Изольда пришла в кафе с кавалером, как я потом узнал, со своим непосредственным начальником. Начальник был немолод, но молодился. Волосы с затылка зачесал на темечко, надел джинсы, на которые предварительно утюгом, как это делается на брюках, навел стрелки.
Выглядел смешно, нелепо, понимал это, из-за чего чувствовал себя, как не в своей тарелке. Он, видимо, в тот вечер решил шикануть, сводить молодую сотрудницу в ресторан. Выбрал для этой цели тот, который, как ему казалось, был поскромней. Знал бы он, о заоблачных ценах.
Но он не знал. И вел себя сначала по-хозяйски. Крикнул официанту: «Голубчик! А ну-ка, принеси чего-нибудь, и закусить». Вальяжно расселся, закурил, стал развлекать Изольду анекдотами.
Официант, зная наперед, чем все закончится, вместо того, чтобы бежать, исполнять приказ, лениво подал меню с расценками. Начальник глянул на цены и подавился дымом от сигареты. А, когда прокашлялся, то попытался театрально присвистнуть, но даже это от смущения у него не получилось.
Начальник с Изольдой встали и направились к выходу. Ушли, не прощаясь. Но, мы с Изольдой друг дружку заметили, поздоровались глазами.
На следующий день я увидел Изольду, шагающей по улице Малая Бронная. Подошел и спросил разрешения идти рядом. Так молча и шли, ни о чем не говоря, не знакомясь. И, представьте, разошлись так же молча. Она по своим, я по своим делам.
Третья встреча была самая интересная, она шла из аптеки в хлебный магазин, все по той же Малой Бронной. Я ее догнал, поравнялся и пошел рядом, уже не спрашивая на то разрешения.

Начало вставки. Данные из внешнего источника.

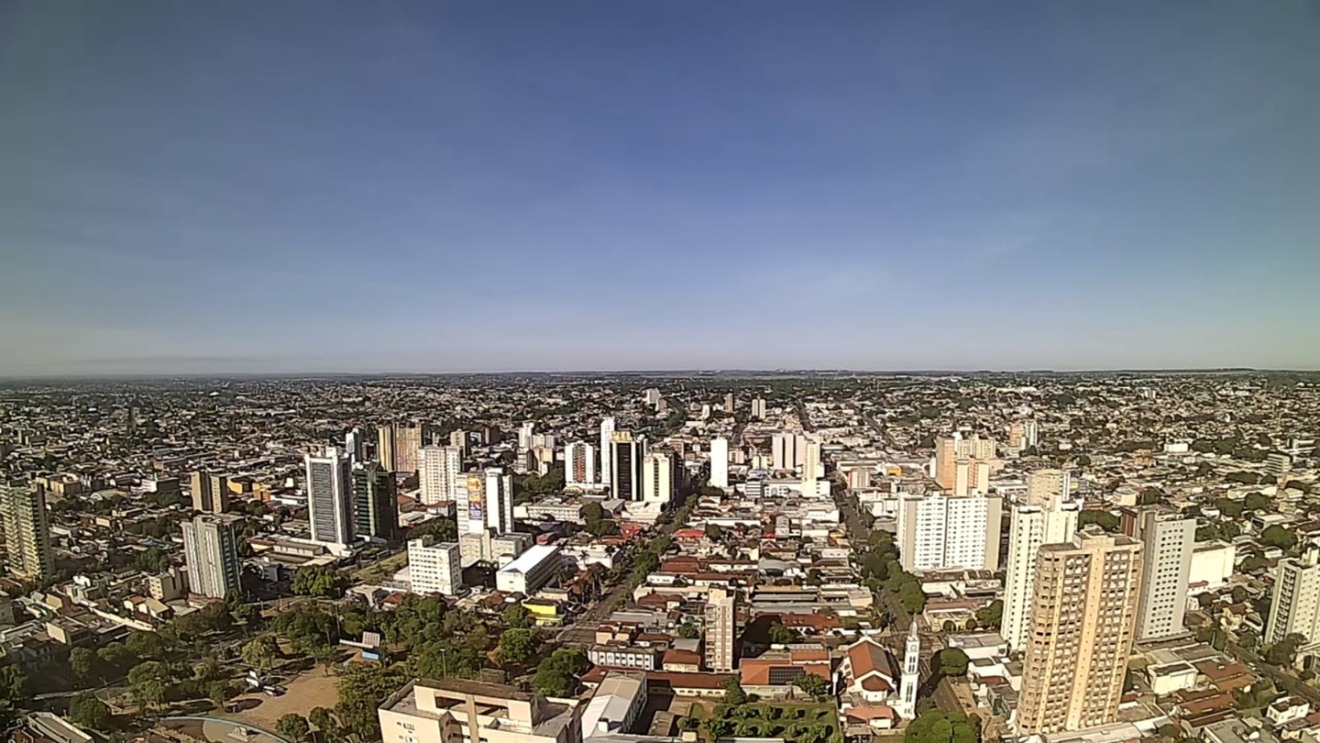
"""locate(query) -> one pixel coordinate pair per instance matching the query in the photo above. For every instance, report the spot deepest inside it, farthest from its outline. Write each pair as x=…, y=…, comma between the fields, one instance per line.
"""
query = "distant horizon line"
x=685, y=372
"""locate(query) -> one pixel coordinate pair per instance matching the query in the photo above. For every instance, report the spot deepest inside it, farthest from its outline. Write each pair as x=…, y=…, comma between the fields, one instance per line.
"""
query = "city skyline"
x=305, y=190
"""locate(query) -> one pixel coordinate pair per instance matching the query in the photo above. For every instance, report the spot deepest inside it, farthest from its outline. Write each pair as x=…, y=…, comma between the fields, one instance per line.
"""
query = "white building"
x=529, y=570
x=1031, y=527
x=330, y=496
x=438, y=470
x=434, y=568
x=580, y=465
x=720, y=462
x=658, y=478
x=606, y=438
x=941, y=532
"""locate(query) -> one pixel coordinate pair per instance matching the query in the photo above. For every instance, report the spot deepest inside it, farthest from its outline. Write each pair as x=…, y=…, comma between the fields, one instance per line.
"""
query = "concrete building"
x=607, y=452
x=454, y=710
x=375, y=502
x=580, y=465
x=626, y=457
x=1168, y=540
x=531, y=570
x=438, y=470
x=210, y=492
x=1296, y=598
x=211, y=554
x=658, y=478
x=941, y=532
x=721, y=630
x=27, y=532
x=720, y=462
x=329, y=484
x=1083, y=627
x=434, y=568
x=1032, y=527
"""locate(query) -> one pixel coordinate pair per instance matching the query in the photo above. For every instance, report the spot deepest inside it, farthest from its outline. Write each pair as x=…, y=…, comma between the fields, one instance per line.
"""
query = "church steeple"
x=911, y=675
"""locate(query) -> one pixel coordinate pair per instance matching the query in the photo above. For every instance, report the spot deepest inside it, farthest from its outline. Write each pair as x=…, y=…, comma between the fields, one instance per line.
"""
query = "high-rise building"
x=1083, y=627
x=658, y=478
x=721, y=630
x=720, y=462
x=1048, y=486
x=375, y=500
x=1167, y=539
x=1295, y=609
x=330, y=496
x=27, y=532
x=499, y=500
x=438, y=470
x=626, y=455
x=606, y=450
x=210, y=492
x=944, y=532
x=1032, y=525
x=580, y=465
x=434, y=568
x=211, y=554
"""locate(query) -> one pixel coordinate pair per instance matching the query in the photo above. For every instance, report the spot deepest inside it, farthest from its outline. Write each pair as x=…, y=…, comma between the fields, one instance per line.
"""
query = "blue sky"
x=467, y=186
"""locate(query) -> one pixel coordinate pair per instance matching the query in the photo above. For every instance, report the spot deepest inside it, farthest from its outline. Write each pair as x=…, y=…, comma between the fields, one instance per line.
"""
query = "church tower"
x=911, y=675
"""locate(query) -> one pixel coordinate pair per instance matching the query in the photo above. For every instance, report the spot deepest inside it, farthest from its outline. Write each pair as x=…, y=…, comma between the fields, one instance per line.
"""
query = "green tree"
x=86, y=710
x=293, y=726
x=953, y=661
x=518, y=646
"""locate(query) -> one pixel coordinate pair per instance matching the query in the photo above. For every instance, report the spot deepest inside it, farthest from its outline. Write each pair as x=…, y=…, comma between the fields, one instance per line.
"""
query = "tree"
x=293, y=726
x=813, y=685
x=86, y=710
x=953, y=661
x=734, y=694
x=780, y=635
x=1279, y=537
x=262, y=652
x=518, y=646
x=990, y=616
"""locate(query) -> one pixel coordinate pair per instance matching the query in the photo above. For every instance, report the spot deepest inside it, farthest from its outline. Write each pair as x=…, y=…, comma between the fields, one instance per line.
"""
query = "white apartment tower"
x=1032, y=525
x=943, y=532
x=580, y=465
x=434, y=568
x=658, y=478
x=606, y=438
x=720, y=462
x=330, y=496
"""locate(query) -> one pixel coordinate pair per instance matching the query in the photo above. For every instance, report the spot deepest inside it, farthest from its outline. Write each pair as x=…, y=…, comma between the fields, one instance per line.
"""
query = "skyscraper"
x=721, y=630
x=626, y=466
x=375, y=502
x=580, y=465
x=211, y=554
x=1296, y=598
x=210, y=492
x=1032, y=525
x=438, y=470
x=434, y=568
x=658, y=478
x=330, y=496
x=1083, y=626
x=27, y=532
x=606, y=450
x=1167, y=540
x=720, y=462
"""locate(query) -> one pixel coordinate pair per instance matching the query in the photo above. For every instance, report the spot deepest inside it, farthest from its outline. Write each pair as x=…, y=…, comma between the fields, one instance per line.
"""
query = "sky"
x=321, y=186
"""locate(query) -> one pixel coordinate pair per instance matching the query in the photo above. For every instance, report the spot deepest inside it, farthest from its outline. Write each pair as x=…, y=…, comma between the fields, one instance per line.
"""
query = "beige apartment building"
x=454, y=710
x=1083, y=626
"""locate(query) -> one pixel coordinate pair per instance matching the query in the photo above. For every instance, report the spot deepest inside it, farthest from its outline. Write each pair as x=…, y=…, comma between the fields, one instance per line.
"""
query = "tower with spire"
x=911, y=675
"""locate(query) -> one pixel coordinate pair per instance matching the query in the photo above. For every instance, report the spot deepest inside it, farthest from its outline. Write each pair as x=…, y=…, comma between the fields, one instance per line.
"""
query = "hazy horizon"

Опять шли молча, а как стали проходить мимо школы, то к нам навстречу устремились выбежавшие после уроков ученики младших классов. Все, как один, стали дружно здороваться со мной.
— Вы что, директор школы? — Поинтересовалась Изольда.
— Нет, — ответил я.
— Учитель?
— Нет. Просто я их всякий раз конфетами угощаю. Вот они со мной и здороваются.
— Хорошо.
— Что хорошо?
— Что хоть что-то выяснилось.
— Что, например?
— Узнала, что живете где-то здесь или работаете. А, то такая загадочная личность, молчите все. Ну, ничего невозможно узнать.
— А, вы спрашивайте. Я вам все о себе расскажу, — смеясь, сказал я.
И рассказал. И она мне о себе рассказала.
И ведь не хватило ни ума, ни сообразительности спросить у нее телефон или узнать адрес. На, что я надеялся? На то, что так же всякий раз будем встречаться, то в кафе, то на улице. Боже, как это все наивно и глупо. Как говорится, понадеялся на авось. И Изольда пропала, исчезла из жизни моей.
Три счастливых дня, как в песне, было у меня. И все. Улетела жар-птица куда-то за далекие моря, за высокие леса, оставив в полном недоумении. А может, мне, такому нерасторопному, так и надо. Но, я, все же, продолжаю надеяться, что мы с ней встретимся.
Изольда, где ты? Откликнись, отзовись.
Никакой
Неспешно гуляя по Тверскому бульвару, мужчина и женщина беседовали.
— Влюбляются в носителей сверхзадач, сверхидей, — говорила женщина. — В тех, кто способен нести в себе нечто божественное или дьявольское. А как можно влюбиться в такое ничтожество, как вы, Фролкин? Сами-то, как думаете?